Over two days of festivities, Rice’s 109th commencement celebrated a resilient class of undergraduate and graduate students, most of whom spent the majority of their Rice careers under the specter of COVID-19. The final May 7 ceremony marked the first universitywide commencement in three years.
Held for the second consecutive year at Rice Stadium, this year’s commencement festivities didn’t just mark scores of graduating students saying their goodbyes to Rice. This was also the final commencement for Rice President David Leebron, who steps down from his post June 30 after a groundbreaking 18-year tenure leading the university alongside wife and University Representative Y. Ping Sun.
In tents across campus the afternoon before undergraduate convocation, academic departments and programs hosted various receptions for graduates and their families. Finger sandwiches and refreshments greeted engineering and computer science partygoers inside Duncan Hall, while more food and music awaited Archis in the Anderson Hall courtyard. Doctoral hoods were donned and other advanced degree recipients were recognized across campus Friday in the swath of ceremonies.
By 5 pm, the academic quad was filled with seniors in full regalia, lined up behind the banners of their residential colleges for the long-awaited march through the Sallyport – a decadeslong tradition marking their unofficial graduation.
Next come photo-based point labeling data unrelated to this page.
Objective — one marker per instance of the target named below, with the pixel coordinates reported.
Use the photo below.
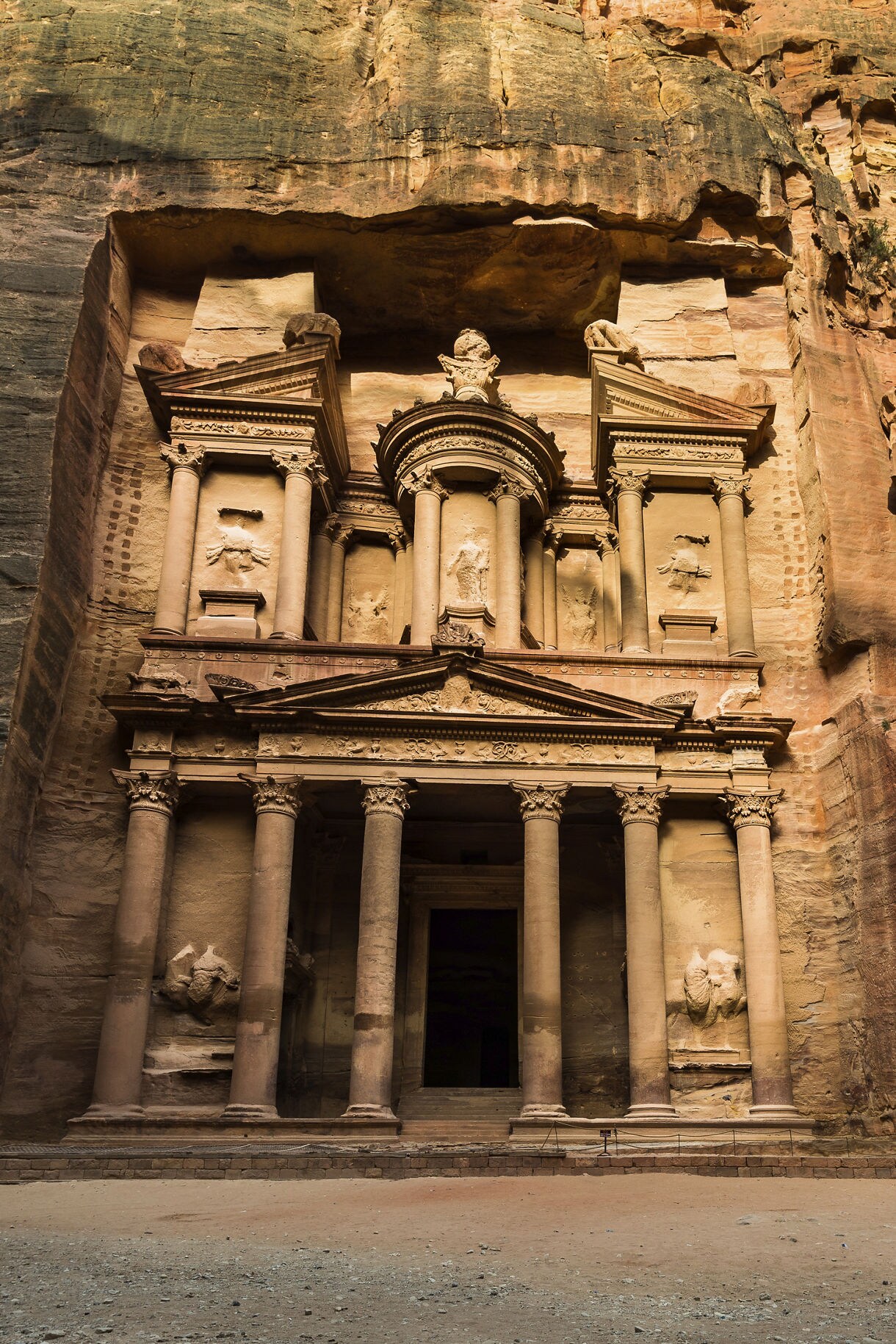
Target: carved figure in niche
(472, 370)
(604, 335)
(199, 984)
(714, 988)
(582, 614)
(471, 572)
(685, 566)
(366, 613)
(236, 547)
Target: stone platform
(398, 1162)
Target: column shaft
(335, 589)
(730, 495)
(427, 528)
(118, 1084)
(550, 593)
(292, 575)
(534, 608)
(507, 619)
(319, 593)
(645, 966)
(767, 1015)
(253, 1086)
(372, 1043)
(181, 539)
(633, 581)
(542, 993)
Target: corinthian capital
(726, 487)
(183, 455)
(541, 800)
(390, 797)
(750, 809)
(507, 486)
(272, 794)
(424, 479)
(641, 804)
(629, 481)
(155, 792)
(295, 461)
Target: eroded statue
(605, 335)
(714, 987)
(685, 565)
(471, 371)
(199, 984)
(471, 572)
(238, 550)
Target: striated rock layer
(718, 178)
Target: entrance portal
(472, 1000)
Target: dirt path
(510, 1261)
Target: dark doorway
(472, 1000)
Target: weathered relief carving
(582, 614)
(685, 566)
(367, 614)
(236, 547)
(471, 371)
(471, 570)
(714, 987)
(605, 335)
(199, 984)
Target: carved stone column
(118, 1084)
(610, 585)
(750, 815)
(550, 561)
(301, 471)
(397, 541)
(633, 580)
(645, 968)
(342, 538)
(253, 1086)
(507, 496)
(372, 1045)
(542, 1041)
(429, 494)
(319, 592)
(730, 496)
(186, 461)
(534, 596)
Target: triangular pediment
(453, 687)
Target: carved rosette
(390, 799)
(272, 794)
(731, 487)
(541, 800)
(507, 486)
(152, 792)
(641, 804)
(629, 483)
(293, 461)
(750, 809)
(424, 479)
(181, 455)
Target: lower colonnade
(153, 799)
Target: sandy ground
(496, 1261)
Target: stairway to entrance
(453, 1115)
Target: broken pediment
(457, 687)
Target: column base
(542, 1110)
(104, 1110)
(774, 1112)
(369, 1110)
(239, 1112)
(651, 1110)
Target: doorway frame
(450, 888)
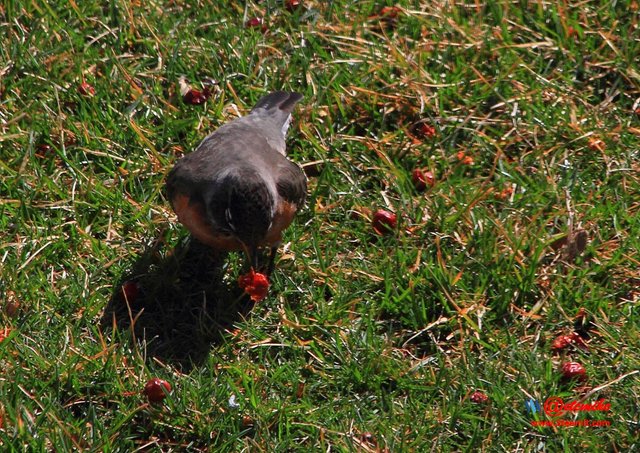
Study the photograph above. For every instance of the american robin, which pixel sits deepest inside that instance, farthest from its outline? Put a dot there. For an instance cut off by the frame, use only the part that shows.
(238, 190)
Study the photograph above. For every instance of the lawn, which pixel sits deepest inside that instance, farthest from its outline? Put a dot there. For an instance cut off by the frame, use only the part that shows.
(439, 335)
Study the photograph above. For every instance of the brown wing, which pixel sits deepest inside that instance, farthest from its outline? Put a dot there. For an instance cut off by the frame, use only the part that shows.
(292, 183)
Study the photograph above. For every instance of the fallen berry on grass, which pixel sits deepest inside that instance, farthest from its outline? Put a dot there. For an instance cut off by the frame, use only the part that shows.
(130, 290)
(573, 371)
(424, 130)
(196, 97)
(384, 222)
(4, 333)
(256, 22)
(479, 397)
(86, 90)
(292, 5)
(255, 284)
(422, 179)
(464, 159)
(563, 341)
(156, 390)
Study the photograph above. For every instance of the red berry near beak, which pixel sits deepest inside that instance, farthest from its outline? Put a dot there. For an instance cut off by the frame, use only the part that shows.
(255, 284)
(384, 222)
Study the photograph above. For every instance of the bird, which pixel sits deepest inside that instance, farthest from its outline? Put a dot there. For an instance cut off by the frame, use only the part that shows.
(238, 191)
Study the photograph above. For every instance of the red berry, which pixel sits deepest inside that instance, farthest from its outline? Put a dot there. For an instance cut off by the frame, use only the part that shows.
(422, 179)
(464, 158)
(130, 290)
(256, 22)
(156, 390)
(563, 341)
(255, 284)
(4, 333)
(292, 5)
(86, 90)
(573, 370)
(479, 397)
(425, 130)
(390, 11)
(196, 97)
(384, 222)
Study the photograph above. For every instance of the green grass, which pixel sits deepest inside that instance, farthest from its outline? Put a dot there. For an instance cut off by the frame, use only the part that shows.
(365, 343)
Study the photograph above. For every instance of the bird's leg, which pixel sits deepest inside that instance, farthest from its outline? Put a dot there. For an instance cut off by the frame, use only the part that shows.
(272, 259)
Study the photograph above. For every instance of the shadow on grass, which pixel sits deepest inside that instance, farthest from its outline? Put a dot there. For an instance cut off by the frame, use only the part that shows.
(178, 305)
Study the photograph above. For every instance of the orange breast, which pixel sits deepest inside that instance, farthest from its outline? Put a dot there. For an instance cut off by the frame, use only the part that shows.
(192, 216)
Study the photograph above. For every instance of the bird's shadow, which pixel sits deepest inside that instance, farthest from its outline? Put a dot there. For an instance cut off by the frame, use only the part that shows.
(177, 306)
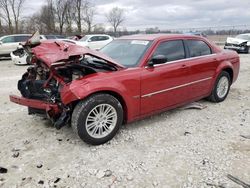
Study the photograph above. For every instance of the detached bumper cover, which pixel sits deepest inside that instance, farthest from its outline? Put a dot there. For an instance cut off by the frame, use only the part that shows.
(236, 48)
(38, 104)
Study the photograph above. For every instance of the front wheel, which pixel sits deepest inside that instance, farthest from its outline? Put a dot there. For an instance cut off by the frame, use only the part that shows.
(221, 88)
(97, 119)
Four years ago, their O-Week brothers and sisters welcomed them to campus with raucous cheers under a sky filled with fireworks, marching into campus as new freshmen. Today, their friends and families waited in Founders Court on the other side of the Sallyport to greet the students as they made their ceremonial departure from Rice.
The sun began to set as the colleges made their way to the James Turrell “Twilight Epiphany” Skyspace, regrouping before their final march into the Rice Stadium. Some took the chance to pose for a last round of pictures with their friends, some of whom had returned to finally graduate after COVID-19 disrupted their chance in 2020.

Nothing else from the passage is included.